Wednesday, January 17, 2007

Running Away

A nine year old boy, with a history of running away, finally decided to put some real distance between himself and the neighborhood that he disliked - he hopped a plane from Sea-Tac [Seattle-Tacoma] International Airport to San Antonio, Texas by way of Phoenix. The story was picked up by the Associated Press, and different versions are currently in the Seattle Times and the Seattle Post-Intelligencer.

It seems that the child's normal MO up until this point was to steal cars and try to drive - presumably to Texas, where his grandfather lives. On Sunday, he'd stolen a car parked outside of a neighbors and fled the police until he blew the engine. When caught:

"He refused to come out of the car, so officers broke a window to unlock a door and immediately recognized him as a frequent runaway and car thief, [Lakewood police Lt. David B.] Gutto said."

The story relates two other instances in which the child had stolen cars in the past month. The P-I reports that his mother and another person had called Child Protective Services, but he wasn't put in a placement. And even though the mother had requested that he not be returned to the home, Pierce County's juvenile detention center refused to admit him.

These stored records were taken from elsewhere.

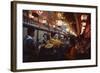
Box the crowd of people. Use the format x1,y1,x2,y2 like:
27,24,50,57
23,26,91,62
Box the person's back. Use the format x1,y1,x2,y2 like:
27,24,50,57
23,35,37,62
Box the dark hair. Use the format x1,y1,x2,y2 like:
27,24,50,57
43,33,50,40
27,27,35,35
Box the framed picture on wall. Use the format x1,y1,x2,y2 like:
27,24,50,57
11,1,98,72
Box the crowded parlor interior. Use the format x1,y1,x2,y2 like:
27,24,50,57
23,10,91,62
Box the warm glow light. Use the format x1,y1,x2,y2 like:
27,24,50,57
29,13,34,18
66,28,69,32
82,27,85,30
81,22,86,26
80,26,85,34
36,11,43,15
63,22,68,25
81,15,88,21
57,12,64,19
42,19,47,23
56,20,63,26
70,31,77,36
57,13,62,18
53,25,56,28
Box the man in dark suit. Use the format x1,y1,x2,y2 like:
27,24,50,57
23,27,37,62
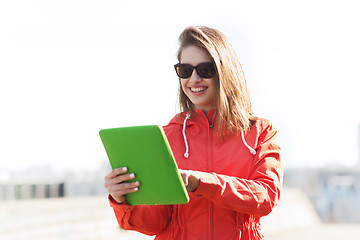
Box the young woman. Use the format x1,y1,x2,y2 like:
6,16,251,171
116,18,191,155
104,26,283,240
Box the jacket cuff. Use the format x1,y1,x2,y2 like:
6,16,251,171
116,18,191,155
108,195,134,211
192,171,218,198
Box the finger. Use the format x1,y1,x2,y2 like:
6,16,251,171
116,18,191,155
111,187,139,199
109,183,140,197
179,171,189,186
108,181,140,192
110,186,139,203
105,167,128,180
184,175,189,186
112,195,125,204
112,173,136,184
105,173,136,188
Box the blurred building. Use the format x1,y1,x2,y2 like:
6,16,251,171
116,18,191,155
284,166,360,223
0,163,110,200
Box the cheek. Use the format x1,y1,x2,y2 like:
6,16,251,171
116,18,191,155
206,78,216,91
208,78,218,99
180,80,188,92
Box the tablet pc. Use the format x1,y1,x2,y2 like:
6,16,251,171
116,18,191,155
99,125,189,205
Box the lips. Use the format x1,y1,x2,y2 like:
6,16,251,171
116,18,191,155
190,86,207,93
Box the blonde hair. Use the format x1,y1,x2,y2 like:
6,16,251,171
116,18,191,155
176,26,257,138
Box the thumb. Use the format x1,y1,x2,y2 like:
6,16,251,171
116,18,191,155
178,169,189,186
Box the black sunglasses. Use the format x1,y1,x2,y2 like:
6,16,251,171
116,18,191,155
174,62,216,79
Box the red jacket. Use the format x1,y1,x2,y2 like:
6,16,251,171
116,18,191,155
109,110,282,240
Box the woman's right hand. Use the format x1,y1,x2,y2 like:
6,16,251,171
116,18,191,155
104,167,140,204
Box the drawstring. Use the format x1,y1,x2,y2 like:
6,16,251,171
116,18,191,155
182,112,256,157
182,113,191,158
241,130,256,155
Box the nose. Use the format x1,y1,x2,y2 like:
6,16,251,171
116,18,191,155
188,69,201,82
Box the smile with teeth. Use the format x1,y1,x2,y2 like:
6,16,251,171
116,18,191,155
190,87,207,93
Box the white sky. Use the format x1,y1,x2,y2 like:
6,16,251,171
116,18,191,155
1,0,360,173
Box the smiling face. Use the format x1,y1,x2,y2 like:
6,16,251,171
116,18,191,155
179,46,217,113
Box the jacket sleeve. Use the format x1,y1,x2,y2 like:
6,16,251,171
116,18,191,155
192,120,282,218
108,195,173,235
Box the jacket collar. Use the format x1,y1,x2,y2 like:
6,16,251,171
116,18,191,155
169,109,218,128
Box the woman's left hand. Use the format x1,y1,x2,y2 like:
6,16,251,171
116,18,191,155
178,169,200,192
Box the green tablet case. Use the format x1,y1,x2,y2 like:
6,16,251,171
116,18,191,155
99,125,189,206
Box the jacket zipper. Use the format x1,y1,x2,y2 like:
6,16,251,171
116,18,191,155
208,113,214,240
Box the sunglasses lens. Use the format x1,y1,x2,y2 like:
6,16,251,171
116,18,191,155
197,63,215,78
174,63,215,78
175,64,193,78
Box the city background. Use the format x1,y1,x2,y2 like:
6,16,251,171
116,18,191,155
1,0,360,239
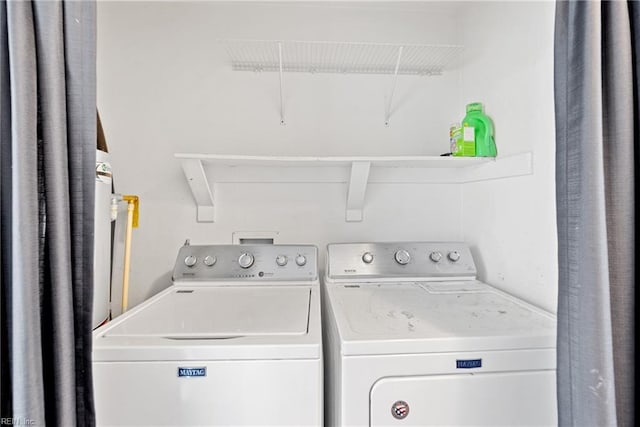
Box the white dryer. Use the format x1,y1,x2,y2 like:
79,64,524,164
323,242,557,427
93,243,322,426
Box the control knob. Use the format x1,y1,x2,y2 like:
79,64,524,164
203,255,217,267
362,252,374,264
394,250,411,265
276,255,288,266
448,251,461,262
184,255,197,267
429,251,443,263
295,255,307,266
238,253,255,269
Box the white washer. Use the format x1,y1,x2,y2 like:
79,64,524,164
323,242,557,427
93,243,322,426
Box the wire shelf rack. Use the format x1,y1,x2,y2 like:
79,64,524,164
222,39,463,76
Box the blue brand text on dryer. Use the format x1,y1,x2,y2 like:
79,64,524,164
456,359,482,369
178,367,207,377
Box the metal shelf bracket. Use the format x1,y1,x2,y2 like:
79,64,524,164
384,46,404,126
278,42,285,125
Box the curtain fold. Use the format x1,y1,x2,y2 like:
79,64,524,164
1,1,96,426
555,1,636,426
62,2,97,423
5,2,45,422
0,0,14,419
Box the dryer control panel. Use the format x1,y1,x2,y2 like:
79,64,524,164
326,242,476,281
173,243,318,283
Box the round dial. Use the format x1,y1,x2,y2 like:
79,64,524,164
394,249,411,265
203,255,217,267
448,251,461,262
184,255,197,267
429,251,443,263
238,253,255,269
362,252,374,264
276,255,288,266
295,255,307,266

Having worked in a residential treatment center myself for a few years, I'm not a fan of just plucking children out of the home. But the mother was clearly unable to keep the boy safe and at home, and was asking for help. He's in custody NOW, having been arrested at the airport in San Antonio, while trying to get on a plane to Dallas. But even though charges have been filed, the Lakewood Police Department wants to treat this as a missing juvenile, rather than an extradition.

This seems like a case that cried out for some sort of intervention. Just because you want something, or feel that you need something, that doesn't entitle you to do whatever you think you have to do to get it - especially when that extends to stealing and putting other people in danger. Children who don't understand this don't magically become adults who do understand it. It's easy to blame the mother for all of this, and say that this all happened because she's a bad parent. But she realized that she was in over her head, and asked for aid from the authorities (even if you find fault with how she went about it), who couldn't or wouldn't intervene.

This is the kind of case that comes back to haunt us later, and it's important that we understand that. It's really a "pay me now or pay me later" situation. We expend the resources now to get this child under control, or we run a very high risk of winding up with an out of control adult on our hands.